Suave and polished illusions from this pair of Antipodean manipulators. You know you are seeing an illusion, you know your mind is being manipulated and your eyes deceived but you just can’t work out how these guys pull the stunts off. And where that bottle of wine appeared from I will never know.
Review
Simon Coronel and Vyom Sharma are quite up front with their audience in this packed venue – they are going to be manipulated over the next fifty minutes. Entertained, certainly, but manipulated so that these two high class illusionists end up controlling matters and holding all the aces.
That much is evident from the start as they launch into a routine with the two of them simultaneously making coins appear and disappear from the palms of their hands, using the simple distraction of a handkerchief and some nimble dexterity of the fingers. We then get a demonstration of wealth distribution that would have George Osborne salivating and demanding to use it as a means of kick-starting the UK’s ailing economy. Quite how the banknotes on display appeared and disappeared no-one could work out. Sufficeth to say that everyone was reaching for their wallets at the end of that routine to check that they hadn’t been the victim of any light fingered interference.
The pair are as much showmen and story tellers as they are illusionists. Suave and polished, they beguile the audience into believing they are going to be let into the secret of how tricks are done, only to find that this is, in itself, a form of distraction to allow the pair to pull off yet another stunning illusion. True, some of the prose allows them to fill out the show with a couple of relatively simple feints, but the denouement illusion was extremely well worked to gasps of astonishment from this young and somewhat gob-smacked crowd and I certainly wouldn’t advise playing cards with either of these two.

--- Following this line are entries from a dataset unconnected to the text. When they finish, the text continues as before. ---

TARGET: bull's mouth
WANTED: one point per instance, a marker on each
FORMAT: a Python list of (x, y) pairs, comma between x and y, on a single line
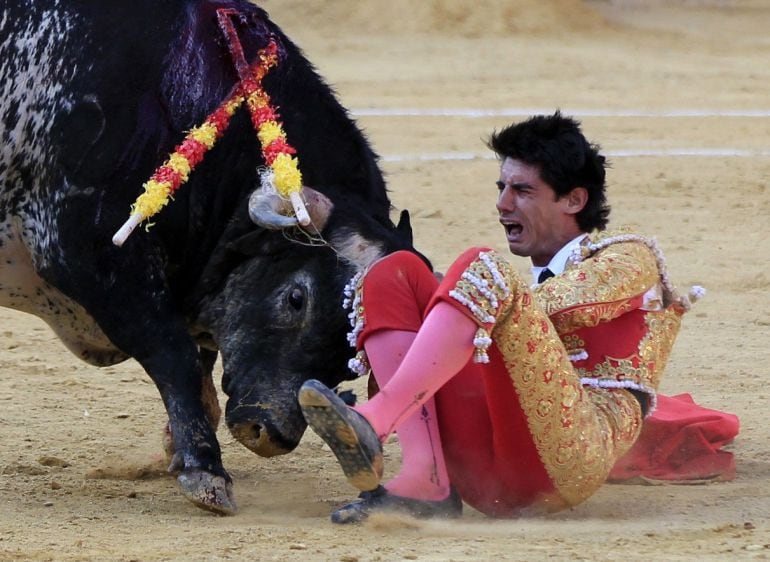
[(254, 437), (253, 429)]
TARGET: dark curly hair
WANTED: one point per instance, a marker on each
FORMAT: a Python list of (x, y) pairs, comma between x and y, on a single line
[(566, 160)]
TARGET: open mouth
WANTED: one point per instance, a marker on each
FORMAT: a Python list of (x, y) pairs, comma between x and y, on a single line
[(513, 229)]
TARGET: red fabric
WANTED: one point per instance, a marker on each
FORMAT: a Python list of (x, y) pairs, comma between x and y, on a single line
[(681, 441), (396, 293), (491, 457)]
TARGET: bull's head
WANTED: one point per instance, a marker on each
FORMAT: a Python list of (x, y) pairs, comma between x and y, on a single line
[(278, 317)]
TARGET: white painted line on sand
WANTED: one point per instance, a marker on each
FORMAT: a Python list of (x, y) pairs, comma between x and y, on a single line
[(476, 113), (625, 153)]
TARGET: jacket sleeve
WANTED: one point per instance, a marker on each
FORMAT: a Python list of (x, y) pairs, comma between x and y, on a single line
[(604, 286)]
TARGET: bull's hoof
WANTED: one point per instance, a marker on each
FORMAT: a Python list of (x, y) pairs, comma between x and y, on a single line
[(207, 491)]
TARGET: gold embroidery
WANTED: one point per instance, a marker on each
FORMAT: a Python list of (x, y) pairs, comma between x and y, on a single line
[(579, 432), (593, 290), (653, 352)]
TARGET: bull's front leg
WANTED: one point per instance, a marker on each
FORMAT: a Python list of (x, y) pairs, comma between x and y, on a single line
[(210, 402), (125, 291), (178, 372)]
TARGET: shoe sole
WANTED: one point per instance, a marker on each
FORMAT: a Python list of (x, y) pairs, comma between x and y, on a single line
[(331, 425)]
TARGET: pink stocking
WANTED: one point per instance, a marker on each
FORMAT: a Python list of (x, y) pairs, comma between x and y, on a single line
[(409, 369)]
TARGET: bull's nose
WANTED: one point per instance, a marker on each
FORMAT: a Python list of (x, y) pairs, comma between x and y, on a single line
[(254, 436)]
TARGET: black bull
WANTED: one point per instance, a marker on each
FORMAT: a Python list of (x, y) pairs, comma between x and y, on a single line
[(94, 97)]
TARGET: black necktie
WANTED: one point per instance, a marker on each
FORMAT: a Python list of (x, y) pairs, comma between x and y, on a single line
[(545, 274)]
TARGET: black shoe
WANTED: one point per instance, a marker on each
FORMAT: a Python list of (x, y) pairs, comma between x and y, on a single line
[(351, 438), (381, 501)]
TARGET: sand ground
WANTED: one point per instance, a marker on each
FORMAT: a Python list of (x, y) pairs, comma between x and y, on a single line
[(677, 94)]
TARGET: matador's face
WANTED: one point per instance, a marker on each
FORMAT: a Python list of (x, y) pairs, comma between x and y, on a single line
[(537, 223)]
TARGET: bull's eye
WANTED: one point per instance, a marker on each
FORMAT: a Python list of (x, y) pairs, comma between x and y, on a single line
[(296, 298)]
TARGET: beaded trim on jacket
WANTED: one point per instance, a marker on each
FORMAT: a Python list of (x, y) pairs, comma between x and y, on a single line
[(481, 289), (352, 301)]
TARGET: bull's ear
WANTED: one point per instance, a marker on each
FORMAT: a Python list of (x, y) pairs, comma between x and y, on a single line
[(404, 227), (259, 242)]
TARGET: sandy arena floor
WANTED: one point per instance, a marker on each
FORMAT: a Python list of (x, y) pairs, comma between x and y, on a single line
[(677, 94)]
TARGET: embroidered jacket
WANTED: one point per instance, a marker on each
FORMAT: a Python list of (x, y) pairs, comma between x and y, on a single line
[(616, 312)]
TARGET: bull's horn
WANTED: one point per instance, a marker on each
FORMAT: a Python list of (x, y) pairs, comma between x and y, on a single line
[(269, 210)]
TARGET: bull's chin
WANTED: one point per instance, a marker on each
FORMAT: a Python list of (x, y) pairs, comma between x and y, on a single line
[(259, 441)]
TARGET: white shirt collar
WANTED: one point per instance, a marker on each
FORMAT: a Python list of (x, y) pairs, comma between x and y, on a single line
[(559, 261)]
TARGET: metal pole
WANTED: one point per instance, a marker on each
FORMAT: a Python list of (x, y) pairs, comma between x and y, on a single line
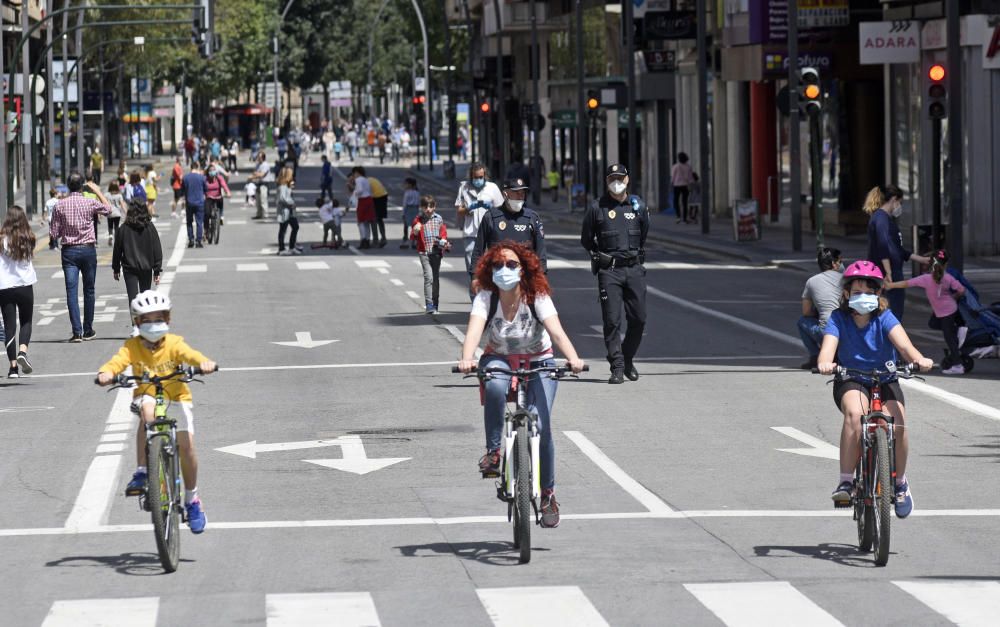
[(501, 143), (956, 132), (582, 170), (794, 147), (536, 165), (629, 26), (703, 146)]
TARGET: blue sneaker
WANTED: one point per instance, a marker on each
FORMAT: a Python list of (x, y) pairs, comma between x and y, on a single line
[(137, 486), (196, 518), (904, 500)]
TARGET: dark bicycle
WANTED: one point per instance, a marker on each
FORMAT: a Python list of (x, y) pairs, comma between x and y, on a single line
[(519, 485), (164, 496), (874, 493)]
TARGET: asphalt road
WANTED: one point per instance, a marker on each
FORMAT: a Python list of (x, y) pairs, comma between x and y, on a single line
[(681, 501)]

Manipulation is all about practising and controlling the art of distraction to allow you to achieve your objective, in this case the provision of entertainment through close-up, sleight of hand illusion. We know we are being manipulated. We think we can see how. Only we can’t, because this extremely impressive duo have worked out how to manipulate us when we know we’re being manipulated by manipulating us in a way in which we think we’re not being manipulated but we really are. If you’re still with me, you’ll enjoy what these guys have on offer. But make sure you keep your hand on your wallet.